Studio DB Enlivens the Top Floors of a Greek Revival House in the East Village
Designer Britt Zunino was born in Albuquerque, New Mexico, her architect husband Damian in the West Village. But they’re now both bona fide New Yorkers with four kids, a Union Square loft, and a Flatiron District–based firm, Studio DB, founded in 2007. The pandemic notwithstanding, the practice is plenty robust. On the boards are some 20 projects including ones in Florida and Italy. Newly completed and closer to home are the top two floors of a circa 1900 Greek Revival house for another young Manhattan couple. In the East Village, the residence is near where the clients had been living but miles away in scope. From a tiny apartment, they came to this spacious condo comprising 3,200 square feet. “The property was bigger than anything they had ever owned,” Britt Zunino begins. But it needed work.

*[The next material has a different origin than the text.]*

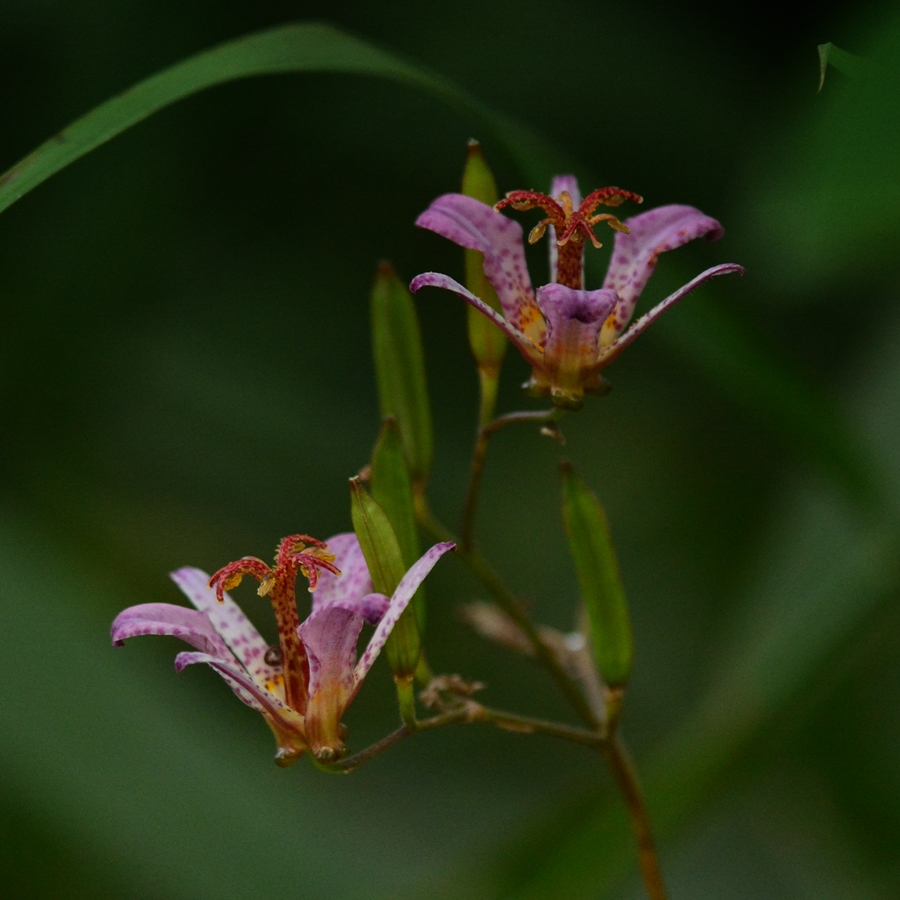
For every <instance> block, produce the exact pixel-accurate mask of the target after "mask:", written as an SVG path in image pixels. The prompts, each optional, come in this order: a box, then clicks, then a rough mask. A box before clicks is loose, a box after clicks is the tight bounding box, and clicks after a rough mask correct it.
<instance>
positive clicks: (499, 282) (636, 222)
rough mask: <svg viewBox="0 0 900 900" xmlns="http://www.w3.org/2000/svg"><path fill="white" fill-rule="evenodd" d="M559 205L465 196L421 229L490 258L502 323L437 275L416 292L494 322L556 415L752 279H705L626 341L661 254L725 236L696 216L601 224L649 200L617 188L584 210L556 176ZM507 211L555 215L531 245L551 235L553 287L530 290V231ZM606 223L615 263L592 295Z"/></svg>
mask: <svg viewBox="0 0 900 900" xmlns="http://www.w3.org/2000/svg"><path fill="white" fill-rule="evenodd" d="M551 195H552V196H547V195H546V194H540V193H537V192H536V191H512V192H511V193H509V194H507V196H506V199H504V200H501V201H500V202H499V203H498V204H497V206H496V207H490V206H487V205H486V204H484V203H481V202H479V201H478V200H475V199H473V198H471V197H466V196H464V195H463V194H444V195H443V196H442V197H438V198H437V200H435V201H434V202H433V203H432V204H431V206H429V207H428V209H427V210H425V212H423V213H422V215H420V216H419V218H418V219H417V220H416V225H418V226H420V227H421V228H427V229H429V230H430V231H435V232H437V233H438V234H440V235H442V236H443V237H446V238H448V239H449V240H451V241H453V242H454V243H456V244H459V245H460V246H461V247H466V248H468V249H470V250H478V251H480V252H481V253H483V254H484V274H485V276H486V277H487V279H488V281H490V283H491V285H492V286H493V288H494V290H495V291H496V292H497V297H498V298H499V300H500V305H501V308H502V310H503V315H500V314H499V313H497V312H495V311H494V310H493V309H492V308H491V307H490V306H489V305H488V304H487V303H485V302H484V301H483V300H481V299H480V298H479V297H476V296H475V295H474V294H472V293H470V292H469V291H467V290H466V289H465V288H464V287H463V286H462V285H461V284H459V283H458V282H456V281H454V280H453V279H452V278H450V277H448V276H447V275H441V274H439V273H437V272H426V273H424V274H422V275H419V276H418V277H417V278H414V279H413V282H412V284H411V285H410V288H411V289H412V290H413V291H418V290H419V288H422V287H426V286H433V287H441V288H446V289H447V290H450V291H453V292H454V293H456V294H458V295H459V296H460V297H462V298H463V299H464V300H465V301H466V302H467V303H469V304H471V305H472V306H474V307H475V309H477V310H478V311H479V312H480V313H482V314H484V315H485V316H487V317H488V318H489V319H490V320H491V321H492V322H494V324H495V325H497V327H498V328H500V329H501V330H502V331H503V332H504V333H505V334H506V335H507V336H508V337H509V339H510V340H511V341H512V342H513V343H514V344H515V345H516V347H517V348H518V349H519V351H520V352H521V354H522V355H523V356H524V357H525V359H526V360H527V361H528V362H529V363H530V364H531V366H532V370H533V373H532V377H531V380H530V381H529V382H527V383H526V385H525V388H526V390H528V391H529V392H530V393H531V394H532V395H534V396H546V395H547V394H549V395H550V397H551V398H552V400H553V403H554V404H555V405H556V406H561V407H566V408H569V409H578V408H580V407H581V405H582V403H583V399H584V394H585V392H588V393H598V392H599V391H600V388H601V384H602V379H601V378H600V374H599V373H600V370H601V369H603V368H605V367H606V366H608V365H609V364H610V363H611V362H612V361H613V360H614V359H616V357H617V356H618V355H619V354H620V353H621V352H622V350H624V349H625V347H627V346H628V345H629V344H630V343H631V342H632V341H633V340H634V339H635V338H636V337H637V336H638V335H639V334H641V333H643V332H644V331H645V330H646V329H647V327H648V326H649V325H650V324H651V323H652V322H654V321H655V320H656V319H657V318H659V316H660V315H662V313H664V312H665V311H666V310H667V309H669V307H671V306H674V305H675V304H676V303H677V302H678V301H679V300H681V299H682V298H683V297H686V296H687V295H688V294H689V293H691V291H693V290H694V289H695V288H697V287H699V286H700V285H701V284H703V283H704V282H705V281H708V280H709V279H710V278H713V277H715V276H716V275H725V274H727V273H729V272H737V273H739V274H743V272H744V270H743V268H742V267H741V266H738V265H735V264H733V263H726V264H724V265H719V266H714V267H713V268H711V269H707V270H706V271H705V272H701V273H700V274H699V275H698V276H697V277H696V278H694V279H693V280H692V281H689V282H688V283H687V284H686V285H684V286H683V287H681V288H679V289H678V290H677V291H676V292H675V293H674V294H672V295H671V296H669V297H667V298H666V299H665V300H663V301H662V302H661V303H659V304H658V305H657V306H655V307H654V308H653V309H652V310H651V311H650V312H648V313H646V314H645V315H643V316H641V317H640V318H639V319H638V320H637V321H636V322H634V324H633V325H632V326H631V327H630V328H628V330H627V331H626V330H625V329H626V326H627V325H628V323H629V322H630V321H631V318H632V316H633V314H634V310H635V307H636V306H637V302H638V298H639V297H640V295H641V291H643V289H644V287H645V285H646V284H647V281H648V280H649V278H650V276H651V275H652V274H653V270H654V268H655V267H656V262H657V259H658V258H659V254H660V253H664V252H665V251H667V250H674V249H675V248H676V247H680V246H682V244H686V243H687V242H688V241H692V240H694V239H695V238H698V237H705V238H706V239H707V240H718V239H719V238H720V237H722V235H723V233H724V230H723V229H722V226H721V225H720V224H719V223H718V222H717V221H716V220H715V219H711V218H710V217H709V216H706V215H704V214H703V213H702V212H700V211H699V210H697V209H694V208H693V207H691V206H679V205H672V206H660V207H658V208H657V209H651V210H649V211H648V212H645V213H642V214H640V215H638V216H634V217H633V218H631V219H627V220H626V221H625V222H620V221H619V220H618V219H617V218H616V217H615V216H613V215H611V214H609V213H603V214H600V215H596V214H595V210H596V209H597V207H598V206H599V205H601V204H602V205H605V206H619V205H620V204H621V203H623V202H624V201H625V200H632V201H635V202H637V203H640V202H642V198H641V197H639V196H638V195H637V194H632V193H631V192H630V191H623V190H621V189H620V188H612V187H610V188H601V189H600V190H597V191H594V192H593V193H592V194H589V195H588V196H587V197H586V198H585V199H584V200H581V195H580V193H579V190H578V182H577V181H576V180H575V178H574V177H573V176H571V175H560V176H557V177H556V178H555V179H554V180H553V186H552V188H551ZM505 206H512V207H513V208H514V209H517V210H527V209H534V208H536V207H537V208H540V209H542V210H544V212H545V213H547V218H546V219H543V220H542V221H541V222H540V223H539V224H538V225H537V226H536V227H535V228H534V229H533V230H532V232H531V234H530V235H529V242H530V243H534V242H535V241H537V240H539V239H540V238H541V236H542V235H543V234H544V232H545V231H546V230H547V228H548V227H549V229H550V278H551V283H550V284H545V285H543V286H542V287H539V288H538V289H537V291H534V290H533V289H532V287H531V280H530V278H529V276H528V269H527V267H526V265H525V249H524V245H523V243H522V228H521V226H520V225H519V224H518V223H516V222H513V221H511V220H510V219H507V218H506V216H503V215H501V214H500V212H499V210H500V209H502V208H503V207H505ZM604 221H605V222H606V223H607V224H608V225H609V226H610V227H612V228H613V229H614V230H615V231H616V232H617V234H616V236H615V244H614V246H613V252H612V259H611V260H610V264H609V270H608V271H607V273H606V280H605V281H604V282H603V287H602V288H601V289H599V290H595V291H586V290H585V289H584V245H585V238H587V239H589V240H590V241H591V243H593V244H594V246H595V247H600V246H601V245H600V241H599V240H598V239H597V236H596V235H595V234H594V231H593V226H594V225H596V224H597V223H599V222H604Z"/></svg>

The site was “was full of dark and heavy millwork, and they didn’t want to do a lot of construction,” Damian Zunino adds. Fortunately, all four shared a singular vision: airy and contemporary with limited pops of color. Studio DB’s initial approach entailed applying coats of light paint, refinishing the oak flooring, and adding “targeted gestures,” in the form of unexpected wallpaper and knockout furnishings imparting individuality to each room.
Entry is on the lower level, which is the private zone. Newly serene, the primary bedroom has whitewashed woodwork and a pleated cotton pendant fixture overlooking a bedframe and ribbed wool rug, both in creamy colorways. Also here is a guest bedroom, an office, and a music room. The winding stair, its spindles and handrail freshly painted ebony for contrast, leads to the upstairs public zone composed of a living room and a library, separated by pocket doors, and a contiguous family room, dining area, and kitchen-cum-sunroom leading to a terrace.

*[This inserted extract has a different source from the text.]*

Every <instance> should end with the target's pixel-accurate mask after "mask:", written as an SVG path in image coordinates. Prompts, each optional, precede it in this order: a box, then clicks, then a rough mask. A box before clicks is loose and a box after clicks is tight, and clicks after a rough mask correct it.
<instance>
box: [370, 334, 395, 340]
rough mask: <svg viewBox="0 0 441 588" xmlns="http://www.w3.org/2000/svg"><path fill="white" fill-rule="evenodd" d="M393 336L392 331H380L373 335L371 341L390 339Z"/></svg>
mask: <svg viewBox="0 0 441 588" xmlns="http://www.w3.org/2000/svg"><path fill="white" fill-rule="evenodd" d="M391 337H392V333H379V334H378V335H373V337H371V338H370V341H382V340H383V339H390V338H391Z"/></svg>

The surprising wow is the library. “I’ve been wanting to use that wallpaper for a while,” Britt Zunino says of the peony pattern, which “is modern and fresh but appropriate for a town house, even if the palette is pleasingly off.” Subtler but still happily surprising is the powder room’s paper, its figures cavorting on a blush ground. The clients nixed a formal dining room, Studio DB instead installing a banquette that curves around a striking two-tone oak table and supplementing it with a pair of identical chairs, one upholstered in plum velvet, the other in mustard.

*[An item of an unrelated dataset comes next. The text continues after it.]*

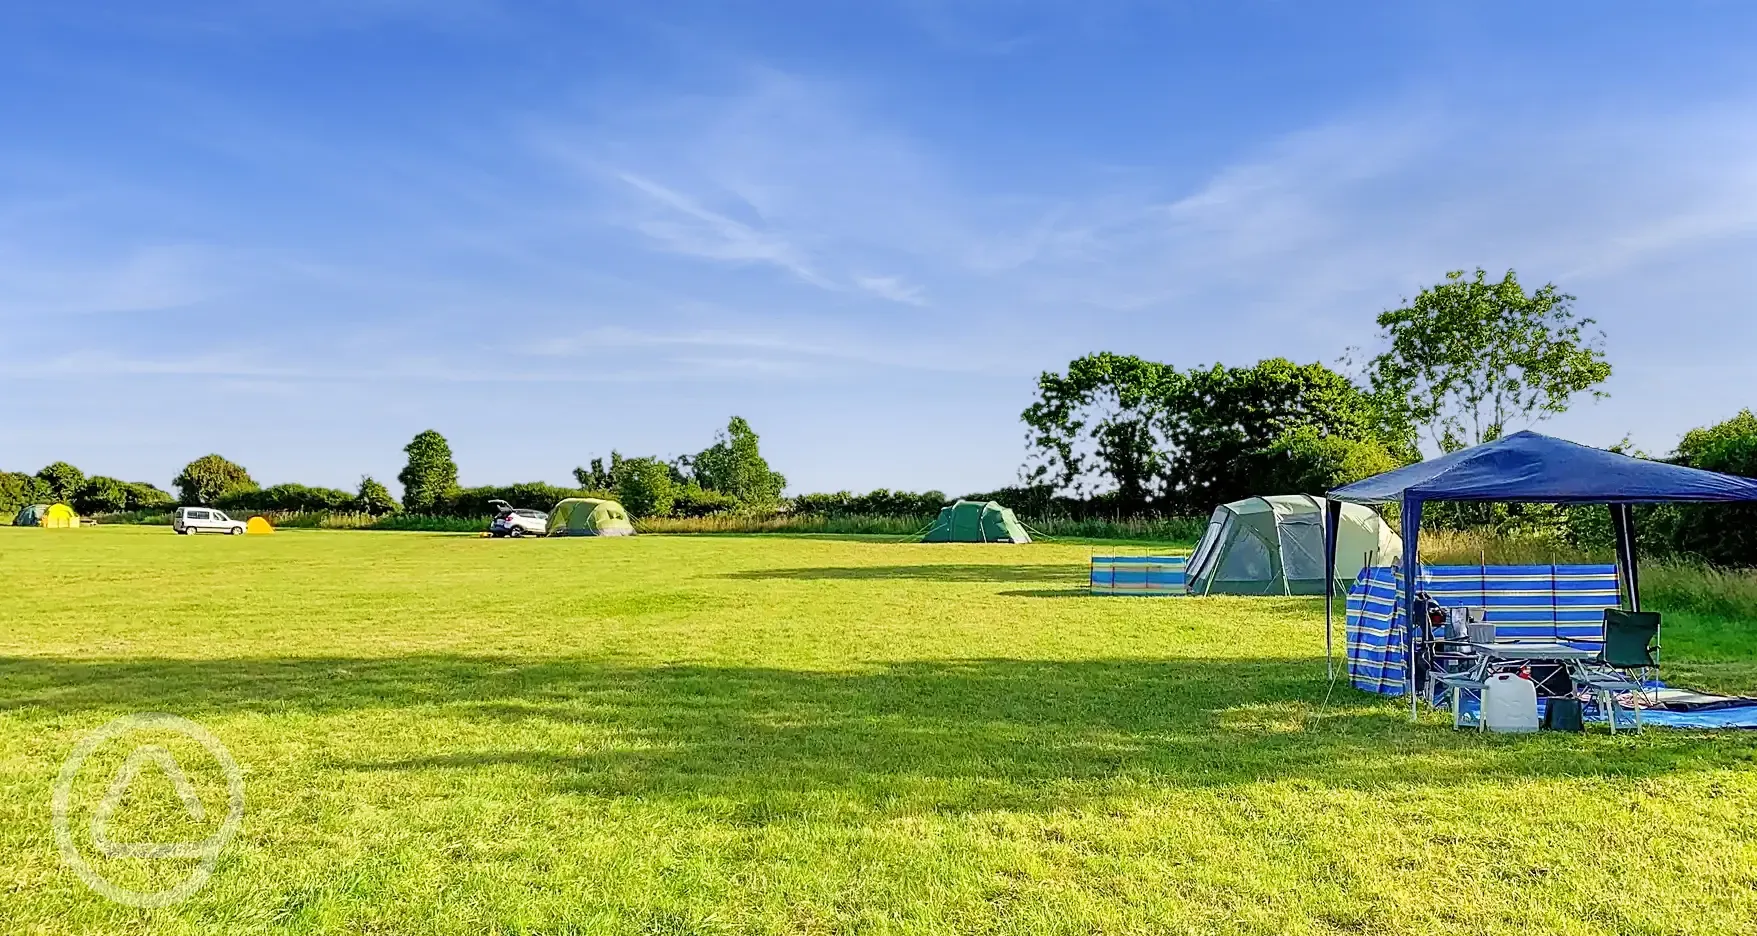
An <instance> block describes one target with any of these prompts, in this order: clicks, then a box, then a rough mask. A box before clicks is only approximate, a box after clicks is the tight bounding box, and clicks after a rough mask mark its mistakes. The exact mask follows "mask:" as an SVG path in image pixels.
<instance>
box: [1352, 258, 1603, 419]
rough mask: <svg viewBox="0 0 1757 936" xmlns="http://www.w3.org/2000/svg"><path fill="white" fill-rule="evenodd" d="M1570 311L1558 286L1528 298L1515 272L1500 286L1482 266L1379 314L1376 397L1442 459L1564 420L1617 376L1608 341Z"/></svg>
mask: <svg viewBox="0 0 1757 936" xmlns="http://www.w3.org/2000/svg"><path fill="white" fill-rule="evenodd" d="M1573 302H1574V297H1573V295H1567V293H1564V292H1560V290H1558V288H1557V286H1555V283H1548V284H1544V286H1543V288H1541V290H1537V292H1534V293H1530V295H1527V293H1525V290H1523V288H1522V286H1520V283H1518V277H1516V276H1515V274H1513V270H1508V274H1506V276H1504V277H1502V279H1500V281H1499V283H1490V281H1488V279H1486V274H1485V272H1483V269H1481V267H1478V270H1476V274H1474V276H1472V277H1469V279H1465V274H1464V270H1453V272H1448V274H1446V281H1444V283H1441V284H1437V286H1432V288H1427V290H1421V293H1420V295H1416V299H1414V302H1411V304H1407V306H1406V307H1402V309H1390V311H1386V313H1381V314H1379V318H1377V321H1379V327H1381V328H1383V330H1385V349H1383V351H1379V355H1376V356H1374V358H1372V360H1370V362H1369V364H1367V379H1369V383H1370V388H1372V392H1374V395H1376V397H1377V399H1379V400H1381V402H1383V406H1385V407H1393V409H1402V414H1404V418H1406V420H1407V421H1409V423H1411V425H1420V427H1427V430H1428V434H1430V437H1432V439H1434V444H1437V446H1439V448H1441V450H1442V451H1455V450H1460V448H1465V446H1472V444H1479V443H1486V441H1493V439H1499V437H1500V436H1502V434H1504V432H1506V430H1508V427H1509V425H1511V423H1525V427H1529V425H1530V423H1536V421H1539V420H1544V418H1548V416H1553V414H1557V413H1564V411H1567V406H1569V402H1571V400H1573V399H1574V397H1578V395H1581V393H1588V395H1590V397H1592V399H1602V397H1604V395H1606V393H1604V392H1602V390H1599V385H1602V383H1604V381H1606V379H1608V378H1609V376H1611V365H1609V364H1606V360H1604V332H1601V330H1595V328H1594V327H1595V325H1597V321H1595V320H1592V318H1580V316H1576V314H1574V307H1573ZM1522 428H1523V427H1522Z"/></svg>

Other spaces read more subdued. In the living room, the Zuninos scaled up the fireplace mantel with marble and paired it with a generous ivory sectional. Nearby, they transformed an alcove into a beckoning reading spot, removing existing desks and inserting a built-in daybed. Another daybed, provocatively called Cleopatra and designed by Dick Cordemeijer in the 1950’s, resides in the family room.
The renovation took place mid-pandemic, with all its logistical and supply-chain challenges. “So, we sourced vintage and local products where we could,” notes Britt Zunino, sounding like a true resourceful New Yorker.